Sunday, June 1, 2008

..its me, no?

So I could easily go off and say how I feel on this blog, but if I did that, I would be blaming others for things they don't deserve to be blamed for...or at least that is how I am going to put it. I feel it is me right now, maybe someone else will disagree. I can't say to much...but I will say some.

I think I am anti social...not that wrong. hmmm.... I think I am anti relationship (the whole bf gf thing). Is it the commitment issue? maybe. I haven't figured it out yet. All I know is that I can't seem to keep a relationship no matter how much I "love them. (love is in quotations because can you honestly be in love at my age? YES! I just do it for all the gosh for saken people he think we aren't grown up enough to do anything lol) any ways. I don't blame anyone I dated for breaking up with me, or even hating me. While I may think there reasoning is a little off, I must say that they made a great move. Honestly, I don't think I am the one for someone to make a lifetime commitment to. Don't worry, I am not gonna jump off a bridge (while some may want me to) or blow my head off lol. I am going on my life as normal, and as god intended. I just felt that I should put the blame on me for once.

6 comments:

Anonymous said...

You forgot getting eaten by lions. It's ok. We still hate you. jk

Kelsey Armstrong said...

Same to you. Frankly, I could care less. I put truthful things on my blog, so you can read them whenever you want.

Kelsey Armstrong said...

I hate to say it, but you were.

I don't think you can quite grasp how i felt being the girl who had a boyfriend but hadn't even come close to kissing, or even for that matter, hugging full on. I'm finally in a better place now, and I'm so excited about that.

I can't help but feel animosity towards you right now though. I've moved on, as is kind of evident in that blog, but ask any girl, ex-boyfriends that ended badly are hard to accept. Hearing the things I've heard that you have said about me hurts more than any break up could, because I really did trust you. I never thought I could trust a boyfriend so much at such a young age but I did.

for all intents and purposes, I was falling for you, but I don't think you really felt the same way. You may have wanted to, but I don't think you did. Saying something is one thing, doing it is a completely different task though. If you had honestly felt the same way, it would've been evident in more ways than you can imagine.

Girls have a 6th sense about these things, trust me.

Hope all is well

Kelsey

Kelsey Armstrong said...

Like I said yesterday, i think you wanted to.
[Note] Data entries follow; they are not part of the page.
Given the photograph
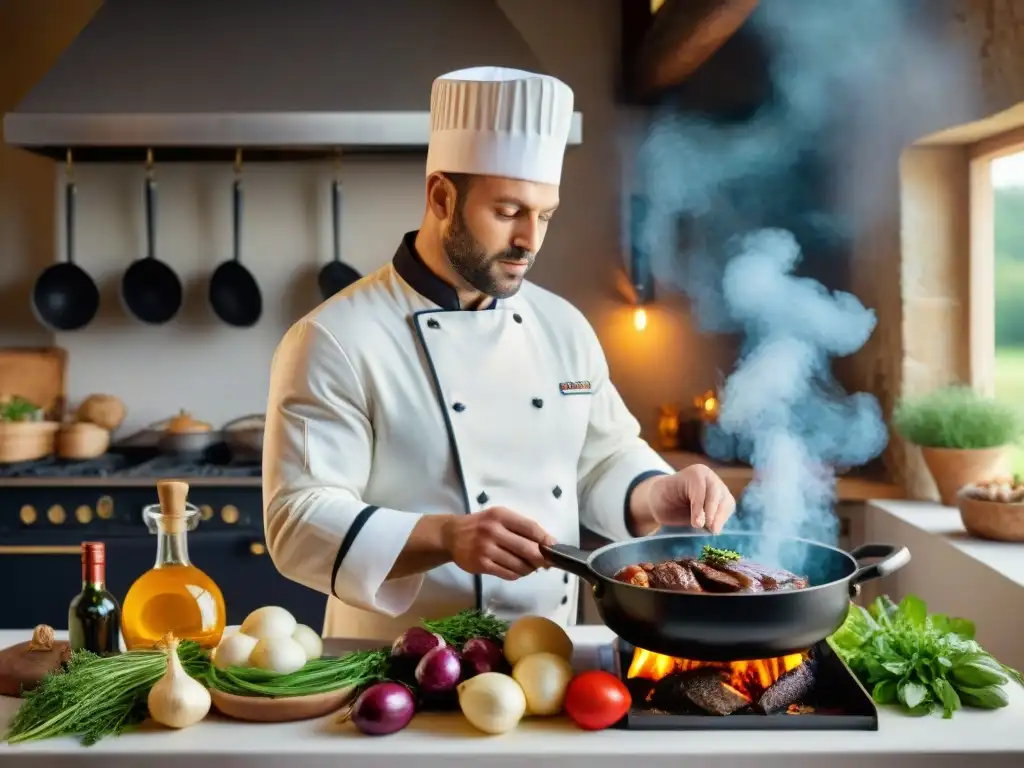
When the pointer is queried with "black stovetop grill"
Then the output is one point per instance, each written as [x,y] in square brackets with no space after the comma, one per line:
[836,700]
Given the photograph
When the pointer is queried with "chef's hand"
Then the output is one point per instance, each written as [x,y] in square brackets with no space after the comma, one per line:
[694,496]
[497,542]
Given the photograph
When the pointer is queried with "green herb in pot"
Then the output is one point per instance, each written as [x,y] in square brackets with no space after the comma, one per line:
[18,409]
[919,660]
[957,418]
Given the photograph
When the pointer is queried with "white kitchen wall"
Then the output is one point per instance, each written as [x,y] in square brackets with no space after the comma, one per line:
[218,373]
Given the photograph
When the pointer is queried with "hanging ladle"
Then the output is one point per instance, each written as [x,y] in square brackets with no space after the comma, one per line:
[150,289]
[233,291]
[65,297]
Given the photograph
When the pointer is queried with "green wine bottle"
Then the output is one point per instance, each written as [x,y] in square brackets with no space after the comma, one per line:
[94,616]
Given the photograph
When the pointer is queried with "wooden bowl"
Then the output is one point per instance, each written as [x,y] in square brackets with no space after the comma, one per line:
[27,440]
[82,440]
[283,710]
[1000,521]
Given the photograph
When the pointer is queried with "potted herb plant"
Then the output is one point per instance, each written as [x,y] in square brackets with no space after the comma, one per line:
[964,436]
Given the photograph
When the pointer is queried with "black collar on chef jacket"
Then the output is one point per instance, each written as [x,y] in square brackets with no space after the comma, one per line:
[409,264]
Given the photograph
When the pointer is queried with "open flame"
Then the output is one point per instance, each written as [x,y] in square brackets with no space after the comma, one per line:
[749,678]
[707,406]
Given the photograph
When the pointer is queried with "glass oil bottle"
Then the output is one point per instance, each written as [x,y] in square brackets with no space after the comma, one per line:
[174,595]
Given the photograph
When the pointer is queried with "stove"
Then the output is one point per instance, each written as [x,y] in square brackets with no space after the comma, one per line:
[132,464]
[49,507]
[810,691]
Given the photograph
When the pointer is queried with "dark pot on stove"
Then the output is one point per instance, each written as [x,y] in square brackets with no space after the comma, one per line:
[727,627]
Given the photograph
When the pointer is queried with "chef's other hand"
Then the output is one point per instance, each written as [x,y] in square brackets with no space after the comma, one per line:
[497,542]
[694,496]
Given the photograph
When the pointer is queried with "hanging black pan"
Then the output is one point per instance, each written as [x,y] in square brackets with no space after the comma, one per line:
[150,289]
[233,292]
[65,297]
[336,275]
[728,627]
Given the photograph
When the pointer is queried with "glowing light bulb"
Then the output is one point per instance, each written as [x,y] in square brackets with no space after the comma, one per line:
[639,318]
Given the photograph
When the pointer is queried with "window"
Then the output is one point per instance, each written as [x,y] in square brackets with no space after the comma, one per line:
[1008,220]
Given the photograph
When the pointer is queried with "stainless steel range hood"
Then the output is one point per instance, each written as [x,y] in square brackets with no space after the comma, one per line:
[196,79]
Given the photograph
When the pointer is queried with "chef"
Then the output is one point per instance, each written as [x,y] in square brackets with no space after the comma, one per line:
[430,427]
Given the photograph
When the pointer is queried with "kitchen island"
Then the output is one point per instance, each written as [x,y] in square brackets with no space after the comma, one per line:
[995,738]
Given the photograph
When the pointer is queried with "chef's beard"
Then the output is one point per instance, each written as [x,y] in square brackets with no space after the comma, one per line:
[480,269]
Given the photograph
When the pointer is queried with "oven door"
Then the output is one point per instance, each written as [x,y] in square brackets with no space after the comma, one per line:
[46,567]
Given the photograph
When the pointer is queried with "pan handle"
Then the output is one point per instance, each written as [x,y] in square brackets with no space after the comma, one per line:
[893,558]
[571,559]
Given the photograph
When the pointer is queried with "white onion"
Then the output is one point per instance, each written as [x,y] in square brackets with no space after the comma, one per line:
[269,621]
[536,635]
[492,702]
[281,654]
[544,678]
[233,650]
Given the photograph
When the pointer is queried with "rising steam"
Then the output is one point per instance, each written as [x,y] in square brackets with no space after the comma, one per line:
[733,204]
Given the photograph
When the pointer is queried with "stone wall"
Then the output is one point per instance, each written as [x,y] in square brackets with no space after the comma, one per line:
[912,256]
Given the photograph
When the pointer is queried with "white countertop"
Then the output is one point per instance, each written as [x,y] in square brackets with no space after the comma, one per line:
[448,741]
[1006,558]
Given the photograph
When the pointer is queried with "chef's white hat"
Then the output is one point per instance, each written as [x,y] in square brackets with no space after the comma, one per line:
[499,122]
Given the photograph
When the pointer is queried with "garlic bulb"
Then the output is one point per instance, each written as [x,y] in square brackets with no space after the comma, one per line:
[233,650]
[544,678]
[492,702]
[177,700]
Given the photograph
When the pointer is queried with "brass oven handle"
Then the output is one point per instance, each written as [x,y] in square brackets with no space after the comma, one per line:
[33,549]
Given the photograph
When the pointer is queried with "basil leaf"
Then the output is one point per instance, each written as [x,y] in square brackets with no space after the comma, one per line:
[947,696]
[911,693]
[885,692]
[913,610]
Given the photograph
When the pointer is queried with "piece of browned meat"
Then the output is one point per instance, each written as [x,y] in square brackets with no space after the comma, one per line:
[772,579]
[714,580]
[672,576]
[634,574]
[690,574]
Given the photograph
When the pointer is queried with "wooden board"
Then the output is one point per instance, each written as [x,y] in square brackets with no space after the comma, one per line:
[284,710]
[37,374]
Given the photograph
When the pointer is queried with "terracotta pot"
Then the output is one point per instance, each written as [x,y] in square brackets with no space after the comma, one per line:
[953,468]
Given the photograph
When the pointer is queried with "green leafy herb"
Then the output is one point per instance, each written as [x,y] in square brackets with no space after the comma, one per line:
[96,696]
[18,409]
[467,625]
[714,556]
[318,676]
[957,417]
[922,662]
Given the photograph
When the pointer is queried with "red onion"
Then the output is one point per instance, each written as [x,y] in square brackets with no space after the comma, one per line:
[439,670]
[480,654]
[383,709]
[415,642]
But simon, if you had really and truly fallen for me, you would have WANTED to be closer.

and another thing- I heard the same EXACT thing from 2 different people who aren't talking, and therefore couldn't have collaborated on their story about what you said. Jessica has my best interest at heart, as I've learned in the past few weeks, as does Kristin. They both kept quiet because they thought I was happy with things the way they were

Kelsey Armstrong said...

Simon,

The sorry's haven't fallen on deaf ears, they have been heard, and I forgave you quite sometime ago. the forgiving is the easy part. FORGETTING is my problem, and you not speaking to me, or having anything to do with me is what I need right now, to FORGET. You know me well enough to know that I can hold a grudge, but if you sincerely apologize, I'll forgive you, but I don't forget.

Kelsey Armstrong said...

one more thing before I cut off communication with you for good-- delete your subscription to my blog.